January 14, 2011 Updated: October 1, 2015

Louise Blazik (L) and Bea Broda took in the Shen Yun opening night show in Toronto and enjoyed the experience of ancient China. (Matthew Little/The Epoch Times)
Louise Blazik (L) and Bea Broda took in the Shen Yun opening night show in Toronto and enjoyed the experience of ancient China. (Matthew Little/The Epoch Times)
TORONTO—Shen Yun Performing Arts’ opening show at Sony Centre for the Performing Arts took travel journalist Bea Broda to ancient China on Thursday night.

“It’s very colourful, it’s very precise, it’s very joyous what they’re showing, and it’s also got some triumphant parts as well, and some humorous parts,” she said during the show’s intermission.

“I think it’s really nice that they’re portraying some of these lovely cultural highlights in this way, like they encapsulated them—they’re trying to maintain and perpetuate the history through the performing arts through various aspects.”

“It’s a very nice depiction of the Chinese culture,” she said.

Ms. Broda has been involved in travel TV and multimedia production since 1987. For five years she was a talk show host and TV weathercaster. She then switched to travel television, writing and producing travel videos. Her company, BC Pictures Ltd., produces travel-related CD ROMs, DVDs, websites, eBrochures, and multimedia presentations.

New York-based Shen Yun presents ethnic and folk dances as well as classical Chinese dance, one of the world’s oldest and most comprehensive dance forms—an aspect of the show that particularly impressed Ms. Broda and her friend, Louise Blazik.

“It’s beautiful, it’s incredibly beautifully Chinese.
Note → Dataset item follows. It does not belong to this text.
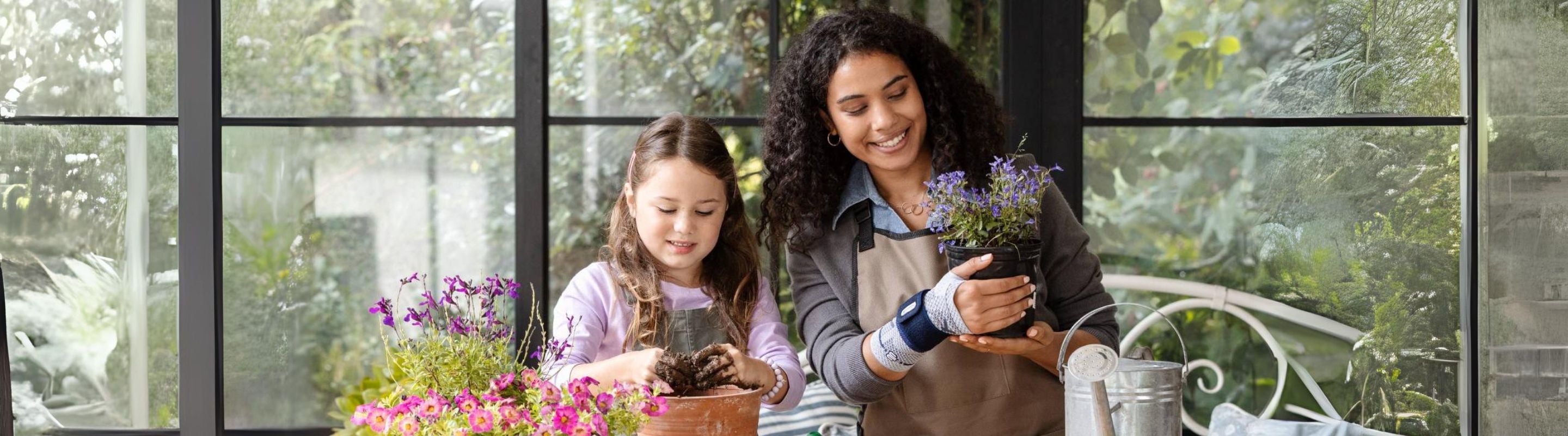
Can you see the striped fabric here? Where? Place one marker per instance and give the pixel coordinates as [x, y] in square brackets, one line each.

It’s traditional; this is definitely like [the hosts] mentioned—it’s authentically traditional Chinese dance, it’s not modern or contemporary. It’s a depiction of things, of historical things,” Ms. Broda said.

“To me it’s breathtaking to see the dancers,” said Ms. Blazik, founder and director of Travel College Canada. “They’re amazing, so elegant and gracious.”

“It’s lovely what they did with the Terracotta figures,” added Ms. Broda, referring to Recalling the Great Qin, a piece about the Terracotta Army, a vast series of statues made and buried over 2,000 years ago during the Qin dynasty.

Ms. Broda said she also enjoyed Shen Yun’s unique animated backdrops that interact with the dancers onstage.